Dari uraian di atas, kita bisa melihat bahwa positivisme memberikan sumbangsih penting di dalam ilmu Hubungan Internasional. Ilmu pengetahuan sosial dapat menjadi sebauh ilmu yang diteliti secaa empiris. Ilmu sosial yang dianggap tidak bisa diteliti kemudian bisa menjadi bagian dari scientifict knowledge karena ia dianggap bebas nilai. Positisme lebih jauh hingga menyiapkan perangkat yang mendukung agar penelitian terhadao ilmu sosial menjadi sebuah penelitian yang bebas nilai. Tetapi kemudian kehadiran positivisme tidak dipungkiri memiliki kontranya tersendiri. Sebab faktanya peneliti tidak mungkin bisa bebas nilai, hal ini peneliti sebagai manusia tentunya memiliki kepentingan tersendiri di dalam penelitiannya. Hal ini membuat positivisme menuai kritik bahwa ilmu itu tidaklah bersifat universal tetapi tergantung wilayah mana kebenaran itu terjadi. Tidak bisa serta merta bisa digeneralisir. Hal ini lebih kanjut mengantarkan fakta bahwa kebenaran itu bersifat majemuk yakni ada dimana-mana. Selain itu, posmodernisme sendiri merupakan semangat yakni bagaiamana pemikiran seorang penulis dalam tulisannya mencoba mendekonstruksi, mengkritik dan membuka sebuah kasus atau penelitian yang akan diangkat. Sehingga ia digunakan sebagai sebuah semangat dan alur berfikir dalam melakukan penelitian ilmiah. Adapun yang menjadi fokus kajian pomoderenisme disini yakni kaum yang termarjinalkan. Sebab di dalam aktor yang terlupakan justru terkadang muncul jawaban sebenarnya dari sebuah fenomena.

(5)

Referensi:

Griffiths, Martin dan O’callaghan, Terry. (2002) International Relations: The Key Concepts. London:Newyork Routledge

Half Penny, Peter. (2001). “Positivism in Twentieth Century”, dalam George Ritzer and Barry Smart, Handbook of Social Theory, London, Sage Publication, pp. 371-385.

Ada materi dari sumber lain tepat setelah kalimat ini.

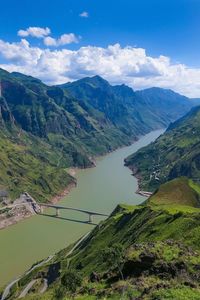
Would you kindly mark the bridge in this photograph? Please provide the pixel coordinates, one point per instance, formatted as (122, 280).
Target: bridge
(58, 208)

Jackson, R. & Sorensen, G. (2009). “Introduction to International Relations”, Oxford University Press.

Neufeld Mark A. (1997), The Restructuring of International Relations Theory. Cambridge: Cambridge University Press

Smith, Steven. (1995). “The Self-Images of a Discipline: A Genealogy of International Relations Theory”dalam Ken Booth dan Steve Smith (ed.), International Relations Theory Today. Cambridge: Polity Press, hal 1-37

Susanto, J (2015) Posivisme dan Pos-Positivme. SOH301 Analisis Hubungan Internasional, Semester 5, 2015, Universitas Airlangga.